Friedensgespräche in Minsk scheitern: OSZE sieht Schuld bei Separatisten
Die Organisation erhebt schwere Vorwürfe gegen die prorussischen Kräfte. In der Ostukraine kam es erneut zu heftigen Gefechten mit mehreren Toten.
KIEW/WIEN dpa/afp | Nach dem erneuten Scheitern der Ukraine-Gespräche hat die Organisation für Sicherheit und Zusammenarbeit in Europa (OSZE) den prorussischen Separatisten eine Blockadehaltung vorgeworfen. Statt über eine Feuerpause und den Abzug schwerer Waffen im Donbass zu sprechen, hätten die Aufständischen bei den Verhandlungen in der weißrussischen Hauptstadt Minsk eine Revision bisheriger Vereinbarungen gefordert, teilte die OSZE am Sonntag mit.
Die Separatisten in Donezk und Lugansk hätten zudem nicht jene Vertreter nach Minsk entsandt, die persönlich eingeladen worden seien. So sei es am Samstag unmöglich gewesen, einen detaillierten Plan der Kontaktgruppe aus Vertretern der OSZE, Russlands und der Ukraine zu beschließen, kritisierte die Organisation in Wien.
Auch der Vizechef der ukrainischen Präsidialverwaltung, Waleri Tschaly, gab den Separatisten die Schuld am Scheitern der jüngsten Gespräche in Minsk. „Sie haben ultimative Forderungen gestellt. Leider ist der Friedensprozess in Gefahr“, teilte er in Kiew mit.
Die Aufständischen wiesen die Vorwürfe zurück. Separatistensprecher Denis Puschilin beschuldigte die prowestliche Führung in Kiew, auf einer im September in Minsk festgelegten Pufferzone beharrt zu haben. Diese sei aber durch Gebietsgewinne der „Volkswehr“ jetzt überholt.

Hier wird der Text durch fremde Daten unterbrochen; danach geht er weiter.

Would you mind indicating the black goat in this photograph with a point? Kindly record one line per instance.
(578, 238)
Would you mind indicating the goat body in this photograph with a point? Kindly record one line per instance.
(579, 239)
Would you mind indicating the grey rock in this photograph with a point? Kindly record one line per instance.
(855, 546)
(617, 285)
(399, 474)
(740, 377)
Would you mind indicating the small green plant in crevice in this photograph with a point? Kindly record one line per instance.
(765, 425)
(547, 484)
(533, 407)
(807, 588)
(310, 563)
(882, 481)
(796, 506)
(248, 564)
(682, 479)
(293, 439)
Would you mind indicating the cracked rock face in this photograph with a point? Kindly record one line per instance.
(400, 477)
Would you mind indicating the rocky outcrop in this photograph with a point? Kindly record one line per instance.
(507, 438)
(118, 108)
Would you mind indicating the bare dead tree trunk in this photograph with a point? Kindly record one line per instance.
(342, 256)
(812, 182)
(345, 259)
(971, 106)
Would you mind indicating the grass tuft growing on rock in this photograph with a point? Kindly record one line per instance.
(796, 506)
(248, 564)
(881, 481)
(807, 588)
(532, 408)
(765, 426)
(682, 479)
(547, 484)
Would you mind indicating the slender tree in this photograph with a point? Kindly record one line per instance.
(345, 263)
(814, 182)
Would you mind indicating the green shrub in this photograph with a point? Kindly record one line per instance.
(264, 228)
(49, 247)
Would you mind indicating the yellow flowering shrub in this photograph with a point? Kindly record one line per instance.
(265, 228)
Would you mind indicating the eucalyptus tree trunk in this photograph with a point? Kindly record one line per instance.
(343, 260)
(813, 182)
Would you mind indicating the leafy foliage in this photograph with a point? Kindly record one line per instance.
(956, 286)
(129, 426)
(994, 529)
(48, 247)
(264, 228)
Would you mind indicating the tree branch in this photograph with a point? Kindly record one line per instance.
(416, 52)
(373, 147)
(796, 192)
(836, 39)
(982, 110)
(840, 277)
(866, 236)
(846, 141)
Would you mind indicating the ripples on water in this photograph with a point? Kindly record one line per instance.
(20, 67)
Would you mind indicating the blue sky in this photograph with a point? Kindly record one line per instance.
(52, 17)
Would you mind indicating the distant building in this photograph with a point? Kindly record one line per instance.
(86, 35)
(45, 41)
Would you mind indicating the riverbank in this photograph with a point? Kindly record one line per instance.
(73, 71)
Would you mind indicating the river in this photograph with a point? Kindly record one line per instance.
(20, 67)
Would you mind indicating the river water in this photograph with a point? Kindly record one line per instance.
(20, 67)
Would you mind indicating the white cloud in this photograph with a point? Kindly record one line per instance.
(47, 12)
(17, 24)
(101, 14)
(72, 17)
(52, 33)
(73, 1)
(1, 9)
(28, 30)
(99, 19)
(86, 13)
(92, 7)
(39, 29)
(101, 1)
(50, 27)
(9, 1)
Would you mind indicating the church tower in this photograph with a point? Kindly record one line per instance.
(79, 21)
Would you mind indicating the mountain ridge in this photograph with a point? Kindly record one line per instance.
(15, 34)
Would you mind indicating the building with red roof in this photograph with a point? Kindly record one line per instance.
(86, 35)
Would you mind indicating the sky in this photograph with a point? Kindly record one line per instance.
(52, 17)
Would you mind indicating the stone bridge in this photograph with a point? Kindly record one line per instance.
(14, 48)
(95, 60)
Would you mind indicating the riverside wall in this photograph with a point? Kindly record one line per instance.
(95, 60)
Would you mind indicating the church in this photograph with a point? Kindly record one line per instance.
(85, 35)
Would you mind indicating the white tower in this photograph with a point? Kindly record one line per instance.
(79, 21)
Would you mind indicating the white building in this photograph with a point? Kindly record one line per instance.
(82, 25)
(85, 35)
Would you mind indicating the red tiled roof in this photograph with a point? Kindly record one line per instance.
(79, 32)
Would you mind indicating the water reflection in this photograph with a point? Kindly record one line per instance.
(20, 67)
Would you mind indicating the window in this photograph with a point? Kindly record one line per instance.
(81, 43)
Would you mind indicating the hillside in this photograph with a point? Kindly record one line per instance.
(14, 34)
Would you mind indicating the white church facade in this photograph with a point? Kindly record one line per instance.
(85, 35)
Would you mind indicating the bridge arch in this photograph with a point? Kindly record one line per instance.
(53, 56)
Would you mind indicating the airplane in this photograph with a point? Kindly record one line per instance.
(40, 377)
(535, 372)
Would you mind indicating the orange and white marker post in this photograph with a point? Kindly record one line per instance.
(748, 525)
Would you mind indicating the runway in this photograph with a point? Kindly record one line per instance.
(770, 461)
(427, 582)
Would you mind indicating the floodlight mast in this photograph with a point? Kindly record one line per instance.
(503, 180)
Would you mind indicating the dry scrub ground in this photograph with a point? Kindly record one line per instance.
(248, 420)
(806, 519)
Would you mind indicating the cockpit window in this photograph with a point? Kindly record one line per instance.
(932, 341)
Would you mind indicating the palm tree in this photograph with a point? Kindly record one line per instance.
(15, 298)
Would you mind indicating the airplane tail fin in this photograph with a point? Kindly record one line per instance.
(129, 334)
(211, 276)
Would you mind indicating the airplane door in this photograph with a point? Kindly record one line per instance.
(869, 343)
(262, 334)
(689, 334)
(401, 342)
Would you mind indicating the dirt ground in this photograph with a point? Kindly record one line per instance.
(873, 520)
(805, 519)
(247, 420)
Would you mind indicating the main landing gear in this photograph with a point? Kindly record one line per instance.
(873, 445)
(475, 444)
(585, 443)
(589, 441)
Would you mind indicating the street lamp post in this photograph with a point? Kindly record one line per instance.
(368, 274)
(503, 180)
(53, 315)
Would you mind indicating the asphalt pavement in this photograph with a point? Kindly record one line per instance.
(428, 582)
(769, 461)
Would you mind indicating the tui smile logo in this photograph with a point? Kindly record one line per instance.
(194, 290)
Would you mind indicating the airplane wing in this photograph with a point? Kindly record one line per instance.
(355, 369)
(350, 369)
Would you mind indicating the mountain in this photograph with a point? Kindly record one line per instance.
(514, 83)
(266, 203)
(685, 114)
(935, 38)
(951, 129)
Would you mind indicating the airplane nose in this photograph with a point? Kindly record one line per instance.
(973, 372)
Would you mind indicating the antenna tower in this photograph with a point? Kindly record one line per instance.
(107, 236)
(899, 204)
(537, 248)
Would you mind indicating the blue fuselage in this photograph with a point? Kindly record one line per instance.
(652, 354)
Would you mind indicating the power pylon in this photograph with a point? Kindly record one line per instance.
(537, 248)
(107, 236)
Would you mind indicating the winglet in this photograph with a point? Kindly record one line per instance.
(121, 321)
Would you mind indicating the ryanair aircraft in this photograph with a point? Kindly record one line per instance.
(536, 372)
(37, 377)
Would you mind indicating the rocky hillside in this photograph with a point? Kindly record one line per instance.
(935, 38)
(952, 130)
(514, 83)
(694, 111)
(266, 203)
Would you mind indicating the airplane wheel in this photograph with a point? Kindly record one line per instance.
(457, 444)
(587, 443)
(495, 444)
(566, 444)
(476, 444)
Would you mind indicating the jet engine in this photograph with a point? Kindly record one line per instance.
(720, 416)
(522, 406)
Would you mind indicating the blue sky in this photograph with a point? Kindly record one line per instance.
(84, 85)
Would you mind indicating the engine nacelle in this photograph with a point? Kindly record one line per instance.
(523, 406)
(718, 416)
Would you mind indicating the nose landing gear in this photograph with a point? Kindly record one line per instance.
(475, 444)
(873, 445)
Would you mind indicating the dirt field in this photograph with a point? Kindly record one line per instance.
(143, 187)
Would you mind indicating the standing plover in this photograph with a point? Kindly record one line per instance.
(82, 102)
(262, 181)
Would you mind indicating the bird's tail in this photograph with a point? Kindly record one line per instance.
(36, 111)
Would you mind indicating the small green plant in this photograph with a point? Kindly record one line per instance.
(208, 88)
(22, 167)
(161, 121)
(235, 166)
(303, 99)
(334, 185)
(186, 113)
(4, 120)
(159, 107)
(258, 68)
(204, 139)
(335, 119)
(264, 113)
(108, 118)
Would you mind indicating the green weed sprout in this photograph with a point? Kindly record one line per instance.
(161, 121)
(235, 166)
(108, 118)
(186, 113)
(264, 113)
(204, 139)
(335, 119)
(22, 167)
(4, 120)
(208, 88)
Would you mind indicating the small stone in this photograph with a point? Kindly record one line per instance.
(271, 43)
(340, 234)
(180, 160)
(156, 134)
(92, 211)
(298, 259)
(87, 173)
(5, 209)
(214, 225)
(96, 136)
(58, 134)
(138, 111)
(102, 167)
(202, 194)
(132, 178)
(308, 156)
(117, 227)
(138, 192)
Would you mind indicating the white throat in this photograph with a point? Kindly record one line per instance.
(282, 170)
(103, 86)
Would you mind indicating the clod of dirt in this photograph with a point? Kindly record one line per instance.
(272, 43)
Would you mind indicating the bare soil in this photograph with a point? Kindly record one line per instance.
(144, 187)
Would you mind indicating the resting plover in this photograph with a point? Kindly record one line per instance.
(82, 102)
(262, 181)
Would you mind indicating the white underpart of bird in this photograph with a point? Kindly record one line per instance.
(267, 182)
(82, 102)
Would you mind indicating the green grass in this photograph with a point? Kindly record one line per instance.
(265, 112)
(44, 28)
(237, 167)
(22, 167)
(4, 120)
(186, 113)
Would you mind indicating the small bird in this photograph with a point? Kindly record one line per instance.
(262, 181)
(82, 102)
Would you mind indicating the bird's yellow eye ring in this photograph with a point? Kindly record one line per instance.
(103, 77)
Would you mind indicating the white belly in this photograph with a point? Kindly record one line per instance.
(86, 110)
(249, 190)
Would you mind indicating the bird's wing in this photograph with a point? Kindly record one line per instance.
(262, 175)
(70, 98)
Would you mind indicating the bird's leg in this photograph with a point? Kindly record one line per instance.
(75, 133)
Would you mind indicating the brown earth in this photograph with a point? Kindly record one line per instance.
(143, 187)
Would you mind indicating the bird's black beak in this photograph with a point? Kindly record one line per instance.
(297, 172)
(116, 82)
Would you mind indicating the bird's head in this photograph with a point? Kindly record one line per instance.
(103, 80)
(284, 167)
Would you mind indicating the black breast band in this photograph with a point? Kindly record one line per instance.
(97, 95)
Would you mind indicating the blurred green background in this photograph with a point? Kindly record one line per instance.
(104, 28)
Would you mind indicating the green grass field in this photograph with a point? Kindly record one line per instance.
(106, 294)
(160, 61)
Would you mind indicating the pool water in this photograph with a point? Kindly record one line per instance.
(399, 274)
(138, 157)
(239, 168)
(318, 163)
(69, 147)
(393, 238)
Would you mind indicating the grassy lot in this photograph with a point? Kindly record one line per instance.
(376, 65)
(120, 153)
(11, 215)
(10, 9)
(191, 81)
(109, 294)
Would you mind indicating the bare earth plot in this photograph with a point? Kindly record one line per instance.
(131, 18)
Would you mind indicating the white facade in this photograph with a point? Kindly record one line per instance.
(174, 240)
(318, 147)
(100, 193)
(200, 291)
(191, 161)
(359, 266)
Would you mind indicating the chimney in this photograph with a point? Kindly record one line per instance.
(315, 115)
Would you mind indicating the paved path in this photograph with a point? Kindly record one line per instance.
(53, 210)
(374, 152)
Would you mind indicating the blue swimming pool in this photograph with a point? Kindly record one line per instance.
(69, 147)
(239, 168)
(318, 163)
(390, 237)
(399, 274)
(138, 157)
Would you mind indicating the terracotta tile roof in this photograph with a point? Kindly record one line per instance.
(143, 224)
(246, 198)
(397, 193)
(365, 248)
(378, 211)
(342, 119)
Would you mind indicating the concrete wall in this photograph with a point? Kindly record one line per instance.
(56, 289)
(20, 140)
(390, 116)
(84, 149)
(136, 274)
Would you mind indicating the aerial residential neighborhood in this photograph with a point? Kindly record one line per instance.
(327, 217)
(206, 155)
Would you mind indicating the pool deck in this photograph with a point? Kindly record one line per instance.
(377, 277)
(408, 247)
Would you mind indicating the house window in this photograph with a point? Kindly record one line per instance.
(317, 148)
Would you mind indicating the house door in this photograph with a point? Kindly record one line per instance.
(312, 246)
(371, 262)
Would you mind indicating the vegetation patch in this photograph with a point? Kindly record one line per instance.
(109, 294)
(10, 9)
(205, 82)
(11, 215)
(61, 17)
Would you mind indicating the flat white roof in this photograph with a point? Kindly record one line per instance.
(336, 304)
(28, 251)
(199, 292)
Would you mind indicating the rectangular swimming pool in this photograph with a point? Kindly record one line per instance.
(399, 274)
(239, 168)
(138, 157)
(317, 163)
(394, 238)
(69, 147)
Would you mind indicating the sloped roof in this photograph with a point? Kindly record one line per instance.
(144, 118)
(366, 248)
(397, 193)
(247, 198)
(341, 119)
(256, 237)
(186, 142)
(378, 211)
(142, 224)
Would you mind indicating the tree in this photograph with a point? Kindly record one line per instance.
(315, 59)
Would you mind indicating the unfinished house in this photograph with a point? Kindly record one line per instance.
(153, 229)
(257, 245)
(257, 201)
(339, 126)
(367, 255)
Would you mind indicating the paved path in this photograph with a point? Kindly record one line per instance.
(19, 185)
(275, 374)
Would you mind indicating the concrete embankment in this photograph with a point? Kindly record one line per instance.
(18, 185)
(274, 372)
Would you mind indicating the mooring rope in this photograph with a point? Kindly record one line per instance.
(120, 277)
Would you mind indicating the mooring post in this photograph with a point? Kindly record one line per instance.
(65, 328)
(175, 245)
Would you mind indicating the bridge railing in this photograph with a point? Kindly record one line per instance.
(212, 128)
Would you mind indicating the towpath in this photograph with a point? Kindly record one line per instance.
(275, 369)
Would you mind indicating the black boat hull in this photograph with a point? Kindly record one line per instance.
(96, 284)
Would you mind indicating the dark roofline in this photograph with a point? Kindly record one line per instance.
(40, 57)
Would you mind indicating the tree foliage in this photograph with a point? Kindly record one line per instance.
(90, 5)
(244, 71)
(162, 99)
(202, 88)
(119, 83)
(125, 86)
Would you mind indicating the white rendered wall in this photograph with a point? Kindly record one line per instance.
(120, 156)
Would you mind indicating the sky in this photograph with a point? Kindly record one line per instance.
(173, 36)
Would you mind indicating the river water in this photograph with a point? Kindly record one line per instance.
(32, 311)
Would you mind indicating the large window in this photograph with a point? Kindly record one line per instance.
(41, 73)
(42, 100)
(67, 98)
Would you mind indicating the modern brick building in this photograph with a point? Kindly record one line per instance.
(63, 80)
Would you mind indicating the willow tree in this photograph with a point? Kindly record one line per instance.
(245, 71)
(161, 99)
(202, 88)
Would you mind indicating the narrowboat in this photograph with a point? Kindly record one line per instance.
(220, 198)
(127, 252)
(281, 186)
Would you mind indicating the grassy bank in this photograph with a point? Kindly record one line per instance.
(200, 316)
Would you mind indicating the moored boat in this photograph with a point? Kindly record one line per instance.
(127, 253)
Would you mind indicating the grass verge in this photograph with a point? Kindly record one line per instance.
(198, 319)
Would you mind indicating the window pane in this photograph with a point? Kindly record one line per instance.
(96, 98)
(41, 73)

Gefechte um Transportknotenpunkt
Bei heftigen Kämpfen in der Ostukraine sind nach Angaben von Regierung und Rebellen mindestens 19 Menschen getötet worden. Binnen 24 Stunden seien 13 Soldaten getötet und 20 weitere verletzt worden, erklärte ein ukrainischer Militärsprecher am Sonntag.
Drei Zivilisten seien zudem getötet und ein weiterer schwer verletzt worden, als ihre Häuser in zwei von der Regierung gehaltenen Orten in der Region von Lugansk beschossen worden seien, erklärte der örtliche Gouverneur Gennadi Moskal. Nach Angaben des Kiew-treuen Gouverneurs wurden zudem zwei ukrainische Soldaten durch Raketenfeuer in der schwer umkämpften Stadt Schastja nördlich von Lugansk getötet.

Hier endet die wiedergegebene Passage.